1/10/2018. La arenga
“Apretad, hacéis bien en apretar”, declara solemne Torra al año del 1-O, en Sant Julià de Ramis, el pueblo donde quiso votar Puigdemont. Se dirigía a los Comités de Defensa de la República (CDR).
22/3/2019. Desobediencia
Los Mossos d'Esquadra retiran esteladas (bandera independentista) y lazos amarillos de los edificios oficiales por orden de la Junta Electoral. Torra había desobedecido la orden durante días.

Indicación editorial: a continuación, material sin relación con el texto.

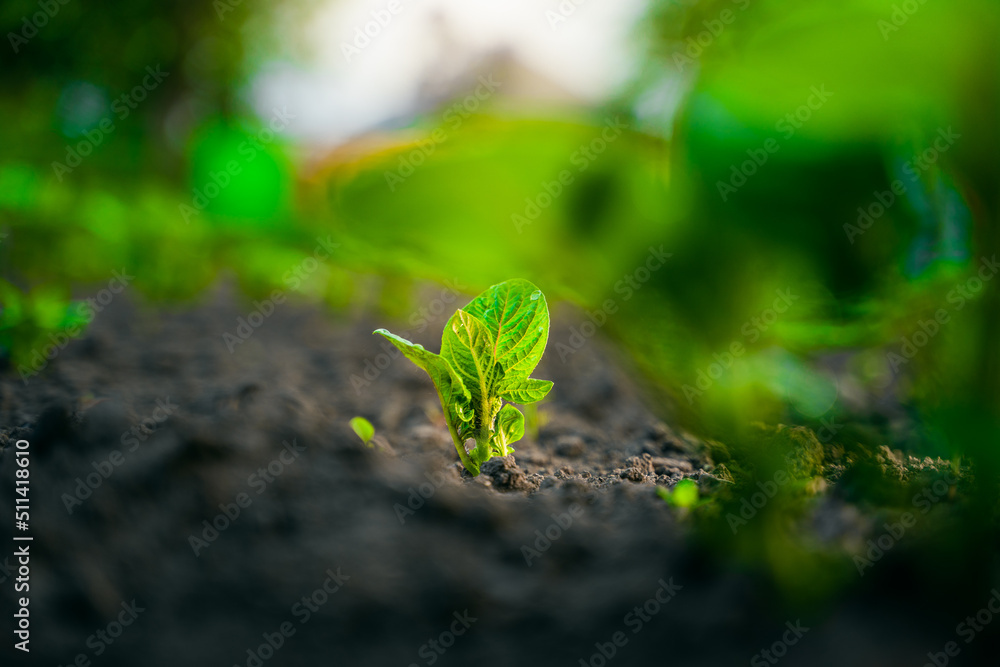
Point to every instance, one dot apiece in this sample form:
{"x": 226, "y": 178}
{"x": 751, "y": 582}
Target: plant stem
{"x": 460, "y": 447}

14/5/2019. Uno más uno, cero
El primer año concluye en sequía legislativa. El segundo será más de lo mismo. Mientras tanto, las listas de espera en hospitales crecen, entre las urgencias del Estado de bienestar.
15/6/2019. Al aparato
Un telefonazo de Torra acaba con el pacto con el PSC que daba la alcaldía de su pueblo, Santa Coloma de Farners, a JuntsxCat. Es su manera de censurar un acuerdo con quienes apoyaron el 155.
16/10/2019. El activista
El president marcha en protesta por la sentencia del procés, cortando la autopista A-7. "Es fantástico ver al pueblo movilizado", declara. La condena a la violencia callejera tardará en llegar.
18/11/2019. Condenado
Juicio por desobediencia. Ha comido “butifarra con judías” y, dice, “la cosa puede salir por un lado o por otro”. El TSJ de Cataluña lo condenará a 18 meses de inhabilitación especial.
27/1/2020. Exdiputado
El secretario del Parlament, Xavier Muro, le retira la condición de diputado al president Torra. Roger Torrent (ERC) ejecuta la orden, impidiendo que Torra participe en las votaciones.
29/1/2020. La ruptura
Torra anuncia que convocará elecciones anticipadas. El president de la mitad de los catalanes no puede gobernar contra la mitad del independentismo. La ruptura con ERC se materializa al fin.
6/2/2020. Sánchez y Torra
El presidente del Gobierno y el del Govern se reúnen en el Palau de la Generalitat flanqueados por dos banderas constitucionales: la española y la cuatribarrada catalana, sin rastro de la estelada.